Ils ignorent qu’il est là, à quelques pas…Berkowitz les aperçoit dans leur voiture, parvient jusqu'à la hauteur de la jeune femme, tire et la détonation est assourdissante. Sal est touché à l’avant bras droit et Judy à la tête, au cou et aux épaules. Par chance, la vitre a dévié la trajectoire de la balle et miraculeusement sauvé la vie de la jeune fille.
Dernier assassinat
Richard Berkowitz se rend dans une zone de classe moyenne de Brooklynn. Stacy Moskowitz10 télétypiste de vingt ans qui chaque jour adresse des telex commerciaux en Allemagne, à Londres et Paris sort de son bureau et a rendez-vous ce samedi soir avec son petit ami. Il s’agit de Robert Violante, vendeur d’articles de confection (une place trouvée par sa mère), âgé de vingt ans lui aussi.

Tous deux se sont rencontrés dans un restaurant quarante-huit heures auparavant et Robert a d'abord flashé sur Ricky, la jeune soeur de Stacy.

Devrait-on fréquenter un homme initialement attiré vers une sœur ? Ce chassé-croisé sentimental est-il aussi innocent que l’on se plaît le croire ? Le sens commun y voit certes une situation cocasse qui ne manque pas de piquant…

Robert ignore bien sûr que dix ans plus tôt, un drame a marqué la famille car Jody, une troisiéme sœur, est décédée. Pour l’heure, les deux soeurs habitent avec leur mère Neysa et leur père Gerald qui travaille comme livreur de glaces pour Dolly Madison Ice Cream et leurs grands-parents maternels, Esther et Nat Rome.

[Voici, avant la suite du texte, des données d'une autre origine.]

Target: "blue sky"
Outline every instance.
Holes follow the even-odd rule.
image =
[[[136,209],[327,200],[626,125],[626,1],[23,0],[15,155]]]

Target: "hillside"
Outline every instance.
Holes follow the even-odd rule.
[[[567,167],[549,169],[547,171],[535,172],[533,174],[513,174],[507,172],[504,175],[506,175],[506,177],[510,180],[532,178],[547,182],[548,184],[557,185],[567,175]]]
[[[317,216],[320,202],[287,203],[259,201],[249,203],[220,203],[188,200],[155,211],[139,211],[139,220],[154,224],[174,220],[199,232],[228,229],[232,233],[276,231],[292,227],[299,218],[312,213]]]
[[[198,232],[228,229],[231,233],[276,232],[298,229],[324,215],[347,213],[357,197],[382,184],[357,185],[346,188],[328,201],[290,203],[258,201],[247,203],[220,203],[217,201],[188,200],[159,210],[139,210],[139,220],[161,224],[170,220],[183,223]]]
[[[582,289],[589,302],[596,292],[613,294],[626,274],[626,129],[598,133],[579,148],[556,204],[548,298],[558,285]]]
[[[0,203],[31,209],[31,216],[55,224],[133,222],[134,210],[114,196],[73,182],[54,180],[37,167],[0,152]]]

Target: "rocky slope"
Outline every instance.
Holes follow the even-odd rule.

Ce soir du 30 juillet 1977, Stacy a prévu d’aller au cinéma avec Robert et tous deux ignorent que Berkowitz les observe depuis longtemps alors qu’ils terminent la soirée en s’embrassant dans leur voiture. Parvenu à leur hauteur, il pointe son arme en direction de la tête de Stacy et tire. Robert est grièvement blessé au visage (il perdra l’œil gauche et quatre vingt pour cent de vision de l’œil droit) et Stacy, mortellement blessée, décède trente-huit heures plus tard.

Cecilia Davis, une passante, voit un jeune homme regagner sa voiture mal garée et bien qu’elle ignore qu'il s'agisse de Berkowitz, elle a compris qu’elle vient d'assister à un homicide et récupère la contravention tombée de sa voiture pour alerter la police.

Ce simple document précisant l'immatriculation permet aux autorités de localiser l'adresse du propriétaire et d'encercler son domicile. Le 10 août, après des mois de traque, David Berkowitz est enfin arrêté par les forces de Police.

Secrets de famille
Qui est ce jeune homme brun de vingt-quatre ans au physique de gros bébé qui depuis des mois terrifie les habitants de New York11 ? Qui est ce serial killer qui semble tuer au hasard ? Réponse : un enfant détruit par les secrets de famille.

Ses parents, Pearl et Nathan Berkowitz, l'ont adopté dès sa naissance survenue le 1er juin 1953. Ils l'ont recueilli à l’hôpital (ils ont fait l’adoption via un médecin) et l’ont emmené directement chez eux, au 1105 Stratford Avenue dans le Bronx.

Pearl et Nathan, alors âgés de trente-sept et quarante-trois ans se sont connus plusieurs années auparavant sur une base de l’armée américaine où tous deux servent à l'époque, elle comme secrétaire, lui comme officier et elle l’a séduit par son caractère enjoué, son amour de la danse et son sens de l’humour.

Se découvrant stérile, le couple opte pour l’adoption, même si c'est davantage Pearl qui souhaite un enfant et va se montrer possessive avec ce fils qu'elle peut gâter alors que Nathan lui, travaille six jours sur sept.

Le couple Berkowitz est chapeauté par la mère de Pearl qui a emménagé dans le même building après la mort de son mari et la situation est celle, classique, de l'épouse sous l'emprise de sa mère, le mari absent, absorbé par son travail.

Alors qu’il grandit, David apprend qu’il a été adopté, Pearl lui dit que sa mère biologique est décédée lors de l'accouchement et que son père ne pouvait pas s’occuper de lui.

Cette déclaration n’empêche pas David de souhaiter bientôt un frère ou une sœur, mais ses parents ne peuvent évidemment pas répondre à ses voeux. Il souffre d'être enfant unique car l'attention parentale est constamment dirigée vers lui et, jusqu'à l’âge de neuf ou dix ans, il dort dans la même pièce que ses parents.

Pearl prend quantité de photos, le nourrit beaucoup (trop) et le surveille constamment, en retour, il devient tyrannique, cruel, exigeant et finalement incontrôlable.